I share the great concern of parents and Health Service staff about the incidence of unexplained cot deaths, the suddenness of which is especially tragic for the families. The Department of Health has promptly commissioned the laboratory of the Government chemist to undertake a scientific assessment, which is under way. I understand that, so far, those tests have not reproduced the result obtained by the independent researcher who proposed a link with fire-resistant chemicals. We shall, of course, consider whether it would be right to issue warnings in the light of the scientific assessment currently being undertaken—[HON. MEMBERS: "Come on!"] One was concerned to get an accurate assessment of the report; Opposition Members perhaps are not.

Mr. Ashdown

Is the Prime Minister aware that, despite his welcome speech on Friday, President de Klerk's Government today kicked out two British journalists—Mr. Paul Weaver of Today and Mr. Gareth Forby of Independent Radio News—apparently for unwelcome reporting of the Gatting cricket tour? Will the Prime Minister now realise that this is not the time to relinquish sanctions but the time to continue international action until a true democracy is established and Mr. Nelson Mandela and his people are free?

The Prime Minister

President de Klerk's speech was very widely welcomed—I believe the world over. As we agreed both at the last meeting of the European Community and in the Commonwealth, it is necessary to have encouragement for such steps as well as chastisement for what has not yet been done. We believe that when Mr. Mandela is released it would be advisable to relax some of the very minor sanctions that we have—in particular, the voluntary ban on new investment.

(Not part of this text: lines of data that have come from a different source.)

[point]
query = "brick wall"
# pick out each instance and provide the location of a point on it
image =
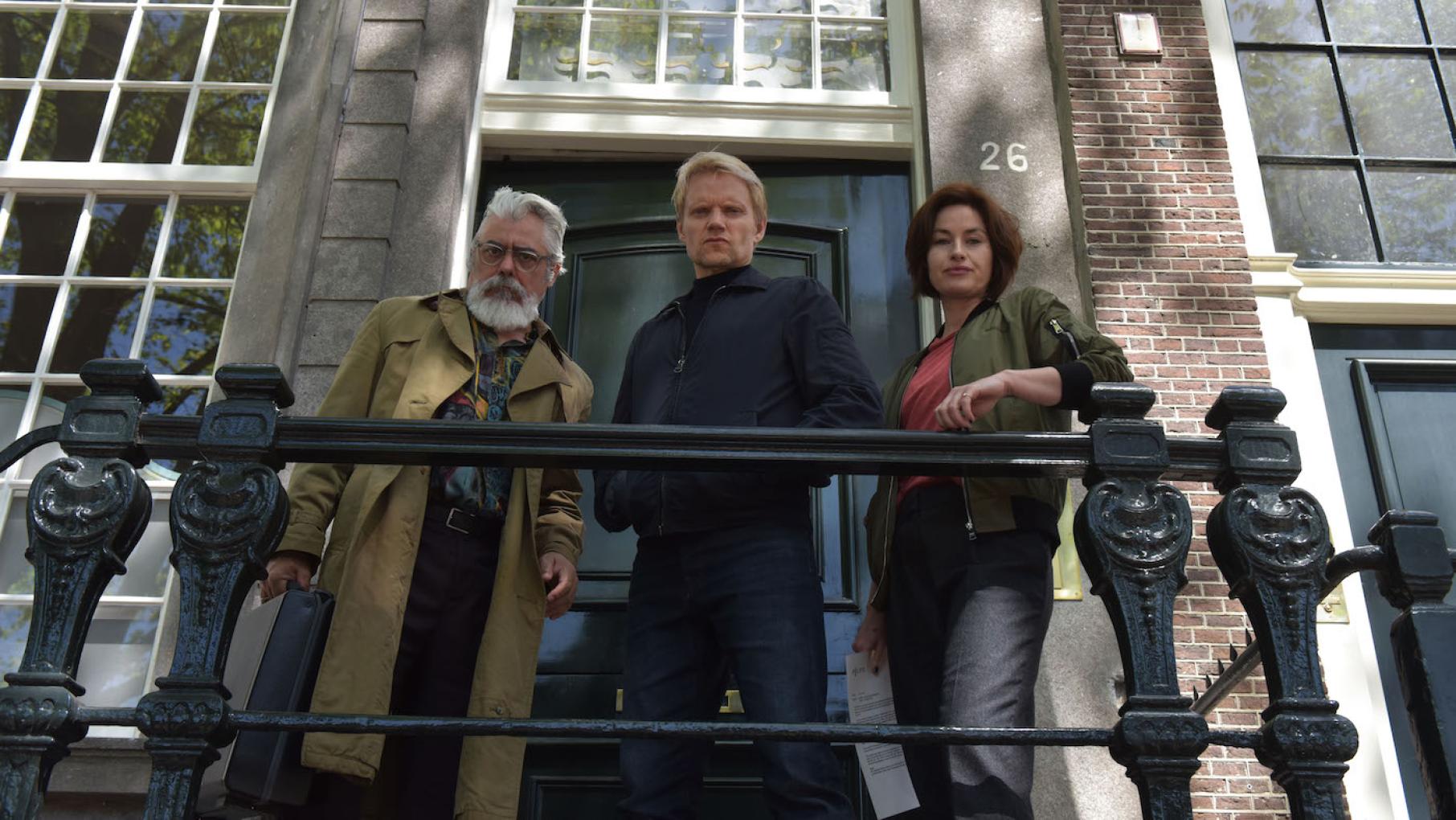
(1171, 285)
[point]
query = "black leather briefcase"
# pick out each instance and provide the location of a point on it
(271, 666)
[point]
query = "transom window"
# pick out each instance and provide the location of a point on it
(1352, 117)
(130, 137)
(620, 46)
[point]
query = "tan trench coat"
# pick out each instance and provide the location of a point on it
(408, 357)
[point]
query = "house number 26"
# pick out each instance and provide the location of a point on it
(1015, 156)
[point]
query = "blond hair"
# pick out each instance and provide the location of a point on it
(718, 162)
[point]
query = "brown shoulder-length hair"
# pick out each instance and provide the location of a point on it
(1000, 231)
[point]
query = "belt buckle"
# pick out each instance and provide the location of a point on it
(450, 523)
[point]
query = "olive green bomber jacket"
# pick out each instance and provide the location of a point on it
(1015, 332)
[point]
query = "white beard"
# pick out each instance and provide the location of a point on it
(501, 303)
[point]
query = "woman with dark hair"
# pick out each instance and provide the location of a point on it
(963, 567)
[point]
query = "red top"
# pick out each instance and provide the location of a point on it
(928, 387)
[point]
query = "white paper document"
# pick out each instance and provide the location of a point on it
(881, 764)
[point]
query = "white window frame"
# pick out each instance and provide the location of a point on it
(107, 179)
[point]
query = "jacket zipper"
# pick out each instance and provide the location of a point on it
(683, 348)
(966, 481)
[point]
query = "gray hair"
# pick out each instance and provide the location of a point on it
(514, 206)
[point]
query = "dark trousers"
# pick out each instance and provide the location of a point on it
(744, 601)
(966, 626)
(434, 670)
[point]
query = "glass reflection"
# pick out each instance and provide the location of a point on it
(168, 46)
(1395, 105)
(778, 54)
(1293, 104)
(778, 6)
(39, 240)
(1290, 21)
(91, 46)
(699, 51)
(146, 127)
(123, 238)
(206, 238)
(1318, 213)
(224, 129)
(12, 102)
(1373, 21)
(1416, 211)
(622, 48)
(66, 125)
(22, 41)
(853, 57)
(23, 314)
(853, 7)
(247, 48)
(184, 330)
(100, 322)
(545, 47)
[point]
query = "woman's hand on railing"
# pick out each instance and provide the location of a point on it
(286, 567)
(871, 637)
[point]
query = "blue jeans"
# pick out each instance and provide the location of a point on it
(702, 605)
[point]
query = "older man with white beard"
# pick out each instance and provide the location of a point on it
(443, 576)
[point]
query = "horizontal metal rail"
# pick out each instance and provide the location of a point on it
(672, 448)
(706, 730)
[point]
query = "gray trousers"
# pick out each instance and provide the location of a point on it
(966, 626)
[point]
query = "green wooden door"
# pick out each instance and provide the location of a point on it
(842, 224)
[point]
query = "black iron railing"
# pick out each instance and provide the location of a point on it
(86, 513)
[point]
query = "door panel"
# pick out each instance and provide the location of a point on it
(1391, 394)
(844, 224)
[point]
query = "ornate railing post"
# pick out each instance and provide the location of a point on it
(1273, 543)
(1133, 535)
(227, 515)
(1416, 577)
(85, 515)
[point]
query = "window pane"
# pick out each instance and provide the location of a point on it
(100, 322)
(1440, 18)
(622, 48)
(186, 326)
(853, 7)
(39, 240)
(1293, 104)
(206, 238)
(1416, 211)
(1373, 21)
(146, 127)
(118, 649)
(12, 102)
(247, 48)
(1395, 105)
(123, 238)
(699, 51)
(1289, 21)
(852, 57)
(702, 5)
(543, 47)
(778, 54)
(1318, 213)
(23, 314)
(22, 41)
(66, 125)
(224, 129)
(91, 46)
(50, 411)
(168, 46)
(778, 6)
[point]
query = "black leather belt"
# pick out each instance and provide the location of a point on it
(462, 522)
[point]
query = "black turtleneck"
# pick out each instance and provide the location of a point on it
(697, 301)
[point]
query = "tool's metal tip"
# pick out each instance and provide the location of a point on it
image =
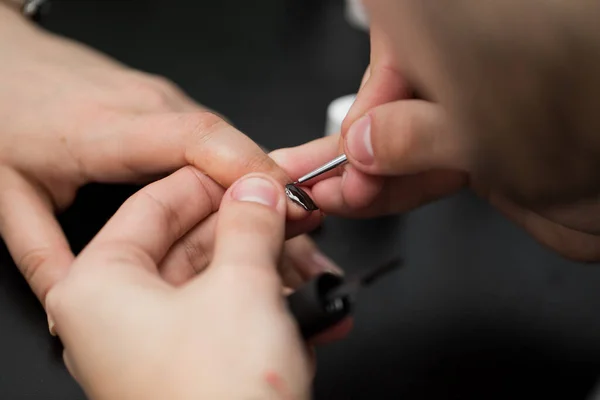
(300, 197)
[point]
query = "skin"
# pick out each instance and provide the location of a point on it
(96, 120)
(508, 92)
(239, 342)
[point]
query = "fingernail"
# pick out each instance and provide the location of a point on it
(51, 326)
(358, 141)
(325, 264)
(366, 77)
(256, 190)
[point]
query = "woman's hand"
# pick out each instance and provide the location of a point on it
(490, 114)
(225, 334)
(70, 116)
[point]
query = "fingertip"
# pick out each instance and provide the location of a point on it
(260, 189)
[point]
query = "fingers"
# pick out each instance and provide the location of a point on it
(32, 234)
(404, 137)
(250, 233)
(148, 224)
(382, 82)
(194, 252)
(297, 161)
(126, 149)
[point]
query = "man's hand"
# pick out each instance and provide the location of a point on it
(492, 116)
(225, 334)
(71, 116)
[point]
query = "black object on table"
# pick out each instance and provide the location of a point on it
(480, 311)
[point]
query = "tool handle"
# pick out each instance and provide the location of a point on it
(314, 310)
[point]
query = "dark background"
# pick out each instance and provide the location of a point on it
(480, 312)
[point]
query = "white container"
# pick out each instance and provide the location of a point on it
(336, 112)
(356, 14)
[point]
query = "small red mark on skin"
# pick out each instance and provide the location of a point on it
(278, 384)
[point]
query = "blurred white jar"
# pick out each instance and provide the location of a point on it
(356, 14)
(336, 112)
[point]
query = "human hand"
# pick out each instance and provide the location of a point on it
(71, 116)
(538, 171)
(225, 334)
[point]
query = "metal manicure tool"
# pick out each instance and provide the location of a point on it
(299, 196)
(327, 299)
(336, 162)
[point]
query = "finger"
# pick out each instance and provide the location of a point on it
(298, 161)
(383, 82)
(250, 233)
(153, 219)
(194, 251)
(32, 234)
(304, 256)
(404, 137)
(123, 149)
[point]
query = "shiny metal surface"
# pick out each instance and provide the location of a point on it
(322, 169)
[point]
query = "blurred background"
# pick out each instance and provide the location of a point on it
(480, 311)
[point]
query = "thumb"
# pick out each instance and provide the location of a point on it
(250, 234)
(404, 137)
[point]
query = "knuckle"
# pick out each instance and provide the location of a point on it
(33, 262)
(148, 91)
(168, 217)
(201, 124)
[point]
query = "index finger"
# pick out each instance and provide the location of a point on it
(149, 222)
(152, 144)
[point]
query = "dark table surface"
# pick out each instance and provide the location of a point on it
(480, 312)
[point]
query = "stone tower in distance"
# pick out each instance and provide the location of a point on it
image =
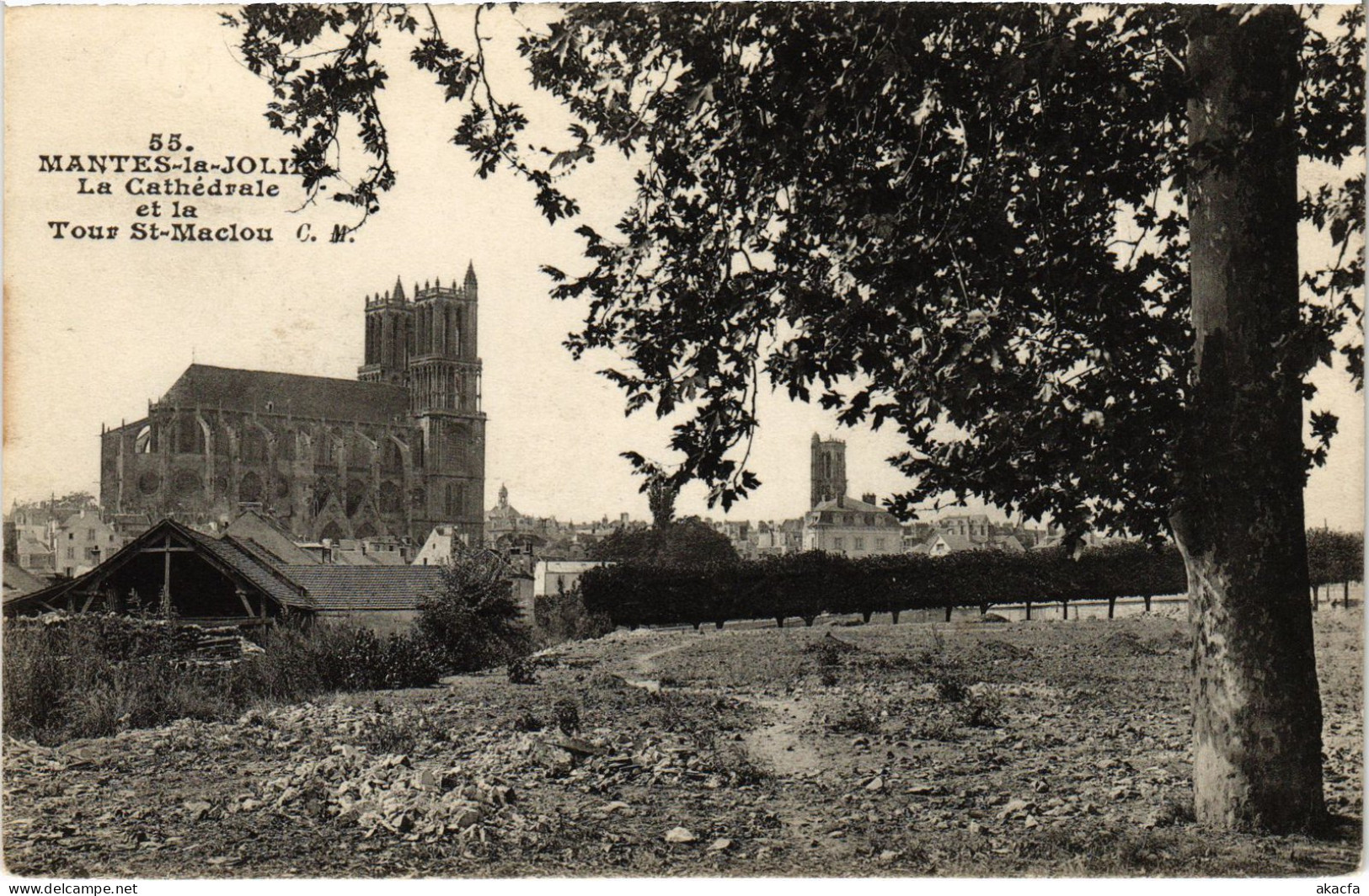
(828, 471)
(427, 344)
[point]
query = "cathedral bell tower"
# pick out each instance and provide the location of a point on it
(444, 381)
(389, 339)
(427, 344)
(828, 471)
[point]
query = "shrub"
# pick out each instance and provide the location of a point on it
(950, 687)
(474, 621)
(562, 617)
(521, 670)
(981, 710)
(567, 714)
(94, 675)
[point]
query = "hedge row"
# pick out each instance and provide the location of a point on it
(808, 584)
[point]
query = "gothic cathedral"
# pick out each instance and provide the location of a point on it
(393, 455)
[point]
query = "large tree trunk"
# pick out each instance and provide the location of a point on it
(1239, 516)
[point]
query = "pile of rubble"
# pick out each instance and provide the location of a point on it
(385, 793)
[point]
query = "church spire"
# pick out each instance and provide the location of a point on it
(470, 280)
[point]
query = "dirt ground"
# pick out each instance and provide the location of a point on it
(964, 749)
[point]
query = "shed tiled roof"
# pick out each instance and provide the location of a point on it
(367, 587)
(255, 568)
(19, 582)
(263, 392)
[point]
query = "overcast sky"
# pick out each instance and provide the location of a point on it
(94, 328)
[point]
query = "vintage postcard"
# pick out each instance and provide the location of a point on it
(869, 440)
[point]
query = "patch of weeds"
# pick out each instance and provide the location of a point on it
(858, 720)
(1127, 644)
(1176, 810)
(521, 670)
(981, 710)
(567, 716)
(994, 648)
(1056, 843)
(1142, 851)
(828, 650)
(526, 721)
(667, 713)
(937, 725)
(734, 760)
(607, 681)
(400, 733)
(950, 687)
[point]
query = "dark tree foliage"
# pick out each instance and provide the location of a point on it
(810, 584)
(1335, 557)
(683, 543)
(922, 214)
(660, 497)
(474, 621)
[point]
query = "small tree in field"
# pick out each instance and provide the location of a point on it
(474, 621)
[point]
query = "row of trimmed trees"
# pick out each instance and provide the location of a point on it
(810, 584)
(1334, 558)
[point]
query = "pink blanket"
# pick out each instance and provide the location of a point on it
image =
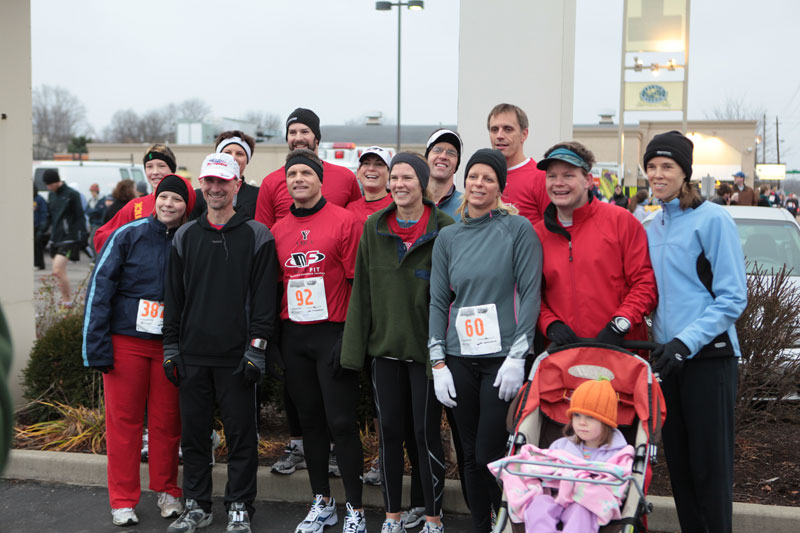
(602, 500)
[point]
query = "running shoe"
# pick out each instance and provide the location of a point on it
(145, 447)
(354, 521)
(432, 527)
(238, 519)
(292, 459)
(192, 518)
(333, 466)
(390, 525)
(215, 440)
(124, 516)
(319, 516)
(170, 505)
(413, 517)
(373, 477)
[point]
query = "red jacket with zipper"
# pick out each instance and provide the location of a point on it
(596, 269)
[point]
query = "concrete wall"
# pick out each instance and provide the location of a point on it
(16, 283)
(521, 53)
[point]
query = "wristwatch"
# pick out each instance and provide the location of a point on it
(620, 325)
(259, 344)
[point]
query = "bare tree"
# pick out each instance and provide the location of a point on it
(124, 127)
(58, 116)
(267, 123)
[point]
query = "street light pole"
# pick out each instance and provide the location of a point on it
(399, 37)
(415, 5)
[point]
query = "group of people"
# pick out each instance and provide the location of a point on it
(442, 296)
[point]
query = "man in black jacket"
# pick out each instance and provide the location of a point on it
(219, 311)
(67, 227)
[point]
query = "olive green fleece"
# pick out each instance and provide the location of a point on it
(389, 304)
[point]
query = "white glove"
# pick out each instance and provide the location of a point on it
(509, 378)
(443, 386)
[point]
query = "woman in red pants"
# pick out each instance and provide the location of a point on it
(122, 338)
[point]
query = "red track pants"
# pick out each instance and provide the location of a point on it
(137, 381)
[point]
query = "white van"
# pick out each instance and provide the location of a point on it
(84, 173)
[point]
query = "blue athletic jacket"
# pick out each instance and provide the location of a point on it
(132, 265)
(699, 266)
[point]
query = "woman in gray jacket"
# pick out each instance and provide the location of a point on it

The right hon. Member referred to the two journalists. As he knows, President de Klerk announced on 2 February that the state of emergency would be fully lifted as soon as circumstances on the ground permitted. We support the freedom of the press and we have told the South African authorities that we regret the expulsions. Perhaps the right hon. Gentleman will look at the reasons that have been given for the expulsions. I am advised that one of the journalists entered South Africa as a tourist, failing to obtain the necessary brand of visa and permit. The other gave a first-person account of a demonstration at Johannesburg airport that greeted the cricket tourists' arrival but it later transpired that he had not been present. I emphasise that that is the explanation that the South Africans have given of the incident.